Gabriela Cabezón: “Una nación siempre tiene mucho de ficción y algo de mito”

por Damián De La Torre Ayora

Gabriela Cabezón
La escritora argentina Gabriela Cabezón fue una de las invitadas internacionales de la FIL de Quito 2024. Foto: EFE.

En los últimos años, la escritora Gabriela Cabezón ha acumulado una legión de lectores gracias a la publicación de ‘La Virgen Cabeza’ y ‘Las aventuras de la China Iron’. En estas novelas habla de la marginalidad, la inclusión y el género.

La escritora argentina Gabriela Cabezón ha sido capaz de reimaginar la historia de su país desde las periferias, ofreciendo una perspectiva provocadora. Desde su experiencia personal hasta su innovador uso del lenguaje, invita a reflexionar sobre la importancia de las voces marginadas en la construcción de una sociedad más inclusiva y diversa. La ganadora del Premio Sor Juana Inés de la Cruz, conversó con Mundo Diners, en su paso por la Feria Internacional del Libro, de Quito.

En sus novelas suele imaginar otra historia argentina. ¿Cree que sus libros pueden incidir en la discusión sobre la identidad nacional?

Una nación tiene mucha ficción, algo de mito, y está siempre en disputa. En mi país gobierna un señor que tiene un imaginario espeluznante, que cree en la ley del más fuerte. Entonces, ¿cuánto puede incidir un libro en esa discusión? No sé, pero no puedo evitar participar y la gente debe entrar en esa disputa. Espero que, de alguna manera, mis libros incidan, que podamos ser capaces de imaginar países con una identidad nacional más amorosa, que nos permita vivir a todos.

En ‘Las aventuras de la China Iron’ hay una revisión de la identidad argentina y también una innovación del lenguaje. 

No me gusta citar filósofos europeos, pero voy a mencionar a Deleuze, quien dice que escribir es devenir mujer, devenir animal, devenir imperceptible, y creo que tiene razón.

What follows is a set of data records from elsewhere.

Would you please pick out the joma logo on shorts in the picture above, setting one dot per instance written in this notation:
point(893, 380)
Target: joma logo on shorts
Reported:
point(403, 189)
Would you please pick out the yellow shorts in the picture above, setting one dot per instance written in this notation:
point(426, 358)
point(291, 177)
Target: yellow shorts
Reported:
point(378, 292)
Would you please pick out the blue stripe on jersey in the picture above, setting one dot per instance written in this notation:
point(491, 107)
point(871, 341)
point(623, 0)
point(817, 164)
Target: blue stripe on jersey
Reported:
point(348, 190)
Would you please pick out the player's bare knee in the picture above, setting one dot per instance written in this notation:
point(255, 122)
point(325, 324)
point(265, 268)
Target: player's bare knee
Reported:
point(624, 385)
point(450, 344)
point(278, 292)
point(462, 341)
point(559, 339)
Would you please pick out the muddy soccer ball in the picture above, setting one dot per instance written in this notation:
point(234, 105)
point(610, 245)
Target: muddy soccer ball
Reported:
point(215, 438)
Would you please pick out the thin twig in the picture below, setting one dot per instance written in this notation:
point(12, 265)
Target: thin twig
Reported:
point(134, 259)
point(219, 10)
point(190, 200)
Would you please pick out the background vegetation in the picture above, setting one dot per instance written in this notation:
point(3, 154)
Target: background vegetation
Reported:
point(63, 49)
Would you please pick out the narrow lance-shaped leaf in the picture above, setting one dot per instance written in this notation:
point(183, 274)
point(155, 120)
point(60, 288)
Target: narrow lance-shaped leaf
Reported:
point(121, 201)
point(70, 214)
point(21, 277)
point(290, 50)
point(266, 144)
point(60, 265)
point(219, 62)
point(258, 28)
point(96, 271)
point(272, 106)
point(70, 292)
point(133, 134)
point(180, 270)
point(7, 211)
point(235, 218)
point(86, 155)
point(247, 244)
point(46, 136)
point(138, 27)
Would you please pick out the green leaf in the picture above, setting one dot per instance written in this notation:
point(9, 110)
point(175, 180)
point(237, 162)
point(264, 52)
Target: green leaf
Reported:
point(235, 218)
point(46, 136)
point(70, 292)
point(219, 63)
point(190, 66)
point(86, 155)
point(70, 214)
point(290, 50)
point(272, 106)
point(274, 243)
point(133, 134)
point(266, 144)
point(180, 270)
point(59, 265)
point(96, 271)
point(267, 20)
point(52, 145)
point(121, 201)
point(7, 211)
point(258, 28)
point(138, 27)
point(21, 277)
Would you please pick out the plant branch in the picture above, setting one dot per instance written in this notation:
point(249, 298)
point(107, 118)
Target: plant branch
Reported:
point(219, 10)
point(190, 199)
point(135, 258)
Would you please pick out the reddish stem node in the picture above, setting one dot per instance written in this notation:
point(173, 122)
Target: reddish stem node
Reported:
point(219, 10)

Cuando te pones a escribir, algo te atraviesa. A mí me atraviesan voces que suenan y esa musiquita se me hace palabra. El lenguaje empieza a tener un espesor más raro, porque la unión de las palabras crea armonía. Aparecen tonos, registros, ironías, humores. Ahí empiezo a mezclar formas del habla de mi barrio, de mi familia, de la escuela donde estuve, de las múltiples lecturas.

En ‘La Virgen Cabeza’ hay personajes que viven en los márgenes. ¿Cuán importante es contar desde las periferias? 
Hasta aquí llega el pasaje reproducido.